Benefits of Online Trading
- Transparency: Online traders have complete information from the time of order placement till the final settlement. Every stage of online trading is subject to scrutiny, as this provides transparency to the trading process.
- Best prices: Investors can get the best quotes for securities due to high transparency in the system.
- Added convenience and liquidity: Online trading can be carried out anytime during business hours. This provides liquidity to investors.
- Low commissions: Investors can make transactions frequently, without worrying about the burden of commissions. This makes day trading and short-term trading more feasible.
Dangers of Online Trading
- Technology problems: This includes delays in transactions due to Internet connection outages or power failures.
- A mentor’s absence: Lack of guidance from an experienced broker may lead to formulation of improper trading strategies, resulting in huge losses.
- Overtrading: Online traders generally have a long term strategy before investing. However, the lure of capitalizing on short term movements makes them buy and sell more frequently. The low level of commission in online trading further lures the investors into day trading. This takes the traders away from their well-researched long term trading strategy, causing losses in the long run.
Tips for Online Trading
- Set limit orders on the trading of stocks.
- Avoid overtrading. Do not trade a large number of stocks at once.
- Do not base decisions on daily ups and downs. Observe the long term trends. Avoid trading based on rumors.
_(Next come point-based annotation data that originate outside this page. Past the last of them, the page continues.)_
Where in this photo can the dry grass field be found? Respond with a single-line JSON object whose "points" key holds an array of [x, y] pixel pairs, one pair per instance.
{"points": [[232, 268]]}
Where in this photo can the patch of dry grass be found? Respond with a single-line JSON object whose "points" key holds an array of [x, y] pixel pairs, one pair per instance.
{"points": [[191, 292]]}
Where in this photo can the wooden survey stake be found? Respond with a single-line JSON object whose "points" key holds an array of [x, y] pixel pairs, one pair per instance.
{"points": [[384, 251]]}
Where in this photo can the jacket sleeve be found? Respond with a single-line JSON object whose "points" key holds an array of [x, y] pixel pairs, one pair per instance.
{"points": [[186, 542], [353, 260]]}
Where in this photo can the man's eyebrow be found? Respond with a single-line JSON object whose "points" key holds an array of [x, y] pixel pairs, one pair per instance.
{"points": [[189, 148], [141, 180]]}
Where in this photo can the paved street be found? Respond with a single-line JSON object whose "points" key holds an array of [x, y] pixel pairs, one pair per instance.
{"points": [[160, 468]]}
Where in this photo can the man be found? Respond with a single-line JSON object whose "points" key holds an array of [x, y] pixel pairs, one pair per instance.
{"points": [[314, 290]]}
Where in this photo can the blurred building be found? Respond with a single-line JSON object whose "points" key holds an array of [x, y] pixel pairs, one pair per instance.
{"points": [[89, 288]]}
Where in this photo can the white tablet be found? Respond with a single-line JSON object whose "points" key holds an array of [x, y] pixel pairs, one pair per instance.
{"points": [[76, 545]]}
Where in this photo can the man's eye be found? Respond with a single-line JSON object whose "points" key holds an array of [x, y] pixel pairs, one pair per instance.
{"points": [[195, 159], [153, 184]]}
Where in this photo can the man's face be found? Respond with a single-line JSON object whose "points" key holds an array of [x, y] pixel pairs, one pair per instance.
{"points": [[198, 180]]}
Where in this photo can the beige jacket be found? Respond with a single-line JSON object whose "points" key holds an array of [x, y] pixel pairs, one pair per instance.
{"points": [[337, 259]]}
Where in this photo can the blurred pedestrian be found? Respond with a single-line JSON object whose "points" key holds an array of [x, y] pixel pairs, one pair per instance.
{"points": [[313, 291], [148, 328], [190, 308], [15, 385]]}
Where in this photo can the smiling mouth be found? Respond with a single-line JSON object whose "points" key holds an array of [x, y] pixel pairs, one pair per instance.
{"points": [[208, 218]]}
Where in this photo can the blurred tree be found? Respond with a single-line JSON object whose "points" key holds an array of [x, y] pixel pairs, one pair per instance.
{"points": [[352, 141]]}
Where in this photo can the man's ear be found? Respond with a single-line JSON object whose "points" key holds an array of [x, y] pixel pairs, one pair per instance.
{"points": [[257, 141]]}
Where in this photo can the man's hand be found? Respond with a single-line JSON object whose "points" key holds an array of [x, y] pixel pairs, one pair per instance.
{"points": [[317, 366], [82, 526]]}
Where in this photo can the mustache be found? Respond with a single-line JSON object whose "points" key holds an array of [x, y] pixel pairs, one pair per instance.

Online trading is a good tool to earn a living as well as to supplement regular income. However, before venturing into online trading, an investor should carefully research on the risks associated with it and prepare for them.
Based on the nature of their trades, traders are given various designations, such as:
- Pattern day trader (those who execute four or more day trades in a week).
- Rogue trader (an authorized employee who does unauthorized trading on behalf of his employer).
- Floor trader (a member of an exchange, who makes trades on the floor for his/her own account).
Traders employ trading strategies in order to make effective decisions. Such a strategy is governed by a rigid set of guidelines. A trading strategy is developed after considering factors such as return, risk and volatility. Its workability can be tested by verifying its success in the past through the use of computer programs. Automated trading strategies eliminate the impact of emotions on trading.
Types of Trading
Stocks Trading: A share of stock means a share of ownership in a corporation. An individual or firm trading primarily in shares in the stock markets is called a stock trader. These stock traders usually profit from short term volatility in the prices of stocks. This type of trading may last from a number of seconds to a few weeks.
Futures Trading: Futures are standardized contracts that are traded on a futures exchange. It comprises non-traditional commodities such as foreign currencies, bonds (commercial or government paper) or stock indices (a basket of corporate equity). Futures are bought or sold at the current price for a future date, which is also called as the delivery date.
Options Trading: An option is a contract through which a buyer gets the right to buy or sell the underlying asset at a later point of time on an agreed price. A premium is paid to the buyer for granting such an option. A ‘call’ option is offers the right to buy whereas a ‘put’ option offers the right to sell the underlying asset.
Trading can take place over periods of varied length such as day trading, long term trading, swing trading and intraday trading.